Colorado cannabis security firm Helix must pay overtime wages after its case was declined by the Supreme Court. The firm had argued that, because cannabis was federally illegal, industry workers were not protected by federal law.

Full story after the jump.

The U.S. Supreme Court has declined to hear a case alleging that a Colorado cannabis company failed to pay some security employees overtime they were owed, Law360 reports. Helix, the employer, has argued unsuccessfully in lower courts that because cannabis is outlawed under federal law, employees are not protected under the federal Fair Labor Standards Act (FLSA).

Robert Kenney, the former security employee for Helix, brought the suit against the company in 2017, claiming that the employer misclassified him and his fellow security guards as exempt employees, failing to pay them legally required overtime, the report says. The judge declined to dismiss the suit, ruling that FLSA application has nothing to do with the Controlled Substances Act.

Helix appealed to the Tenth Circuit, which affirmed the previous ruling and declined to dismiss the case in September 2019, according to Law360.

Helix argued to the Supreme Court that the Tenth Circuit decision broke from precedent that drug traffickers cannot access the same federal protections as legal business, which would include employees of federally outlawed businesses.
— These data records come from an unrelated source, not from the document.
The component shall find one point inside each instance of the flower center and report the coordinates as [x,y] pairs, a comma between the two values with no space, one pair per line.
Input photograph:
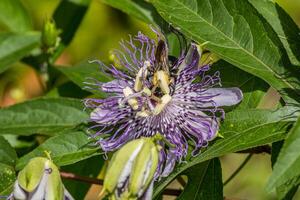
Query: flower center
[151,92]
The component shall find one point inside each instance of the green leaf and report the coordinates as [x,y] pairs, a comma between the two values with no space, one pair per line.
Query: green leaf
[253,88]
[286,170]
[15,46]
[65,149]
[8,158]
[8,155]
[43,116]
[89,168]
[284,26]
[204,181]
[141,10]
[69,21]
[68,89]
[84,73]
[7,179]
[256,49]
[14,16]
[132,8]
[242,129]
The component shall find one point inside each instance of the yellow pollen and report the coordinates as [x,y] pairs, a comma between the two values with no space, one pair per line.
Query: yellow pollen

“In the absence of congressional action, which is not anticipated any time soon, this court should rule that an individual perpetrating a federal drug crime is not entitled to federally mandated compensation for their efforts.” — Helix, in a Supreme Court petition, via Law360

The rejection by the Supreme Court means the previous decisions will stand.

The nation’s highest court has previously rejected to hear cases related to legalized cannabis, including an appeal regarding changes to Montana’s medical cannabis law. The court has been asked to hear a case challenging federal cannabis prohibition but has not yet accepted or rejected taking it on.